The "kb" display is quite slow.  I'm looking at it at the scope and
while there is still a 3ms delay in the sync due to more than one
packet begin used, there is an extended period where the host is
polling but there is no reply, about 50 ms.

That's 500 instructions.  That doesn't seem right.  Each chkblk loop
is only 64 bytes.

Wait.. The loop is 5 instructions.  That's 6 clocks per iteration
including the 2 clocks for the branch.

 	0218 0009 [tblrd*+]
	021A 50F5 [movf 245 0 0]
	021C 14ED [andwf .L111 0 0]
	021E 06E7 [decf 231 1 0]
	0220 E1FA [bpz 1 .L116]

Actually, that's already 38.4 ms for just the loop, so that indeed
makes sense.  So why is the display so slow?  On the serial line it's
much faster.


Typical delays:

       3ms      2ms                4ms              3ms
  sync <-> send <-> receive_header <-> receive_body <-> sync

The actual byte transfers are almost not noticable as they have 3us
clocks and are in the order of 100us total length.  This is far from

I don't see a simple way to fix this, so for now this will have to do.
Maybe lower the clock speed too as that doesn't seem to have much
influence either.

Yep.  Switched to 100us and can't see any difference, except that
there is a bit less idle bus time.

I'm not sure how to fix this..  Sending larger messages and using less
handshakes will help, but it seems to be an inherit problem with the
pk2 as there is no pipelining to hide the 1ms usb bus clock.

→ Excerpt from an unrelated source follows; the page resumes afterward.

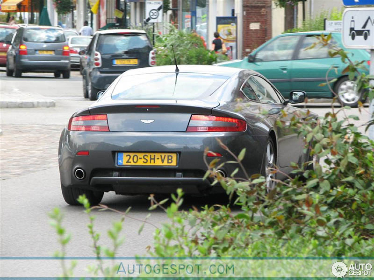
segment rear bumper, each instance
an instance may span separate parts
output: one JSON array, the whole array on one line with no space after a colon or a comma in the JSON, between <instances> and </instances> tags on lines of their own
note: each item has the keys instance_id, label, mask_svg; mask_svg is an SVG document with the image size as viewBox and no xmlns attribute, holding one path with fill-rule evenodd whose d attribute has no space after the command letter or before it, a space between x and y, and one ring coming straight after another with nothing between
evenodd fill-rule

Hmm.. That's not really true.  In one direction it pipelines just
fine.  Sending 2 x 26 bytes transfers spaces them 1ms apart with only
200us wasted space.

So it does burst well..  The problem then is the pingpong handshake.

So how to fix?  The only annoying part is bulk read and write.  These
can probably be optimized by using larger packets.

Ok, so roadmap for faster pk2:

  - Use RAM buffering for program upload, send one page at a time.

  - Make checkblock work on 1 k blocks.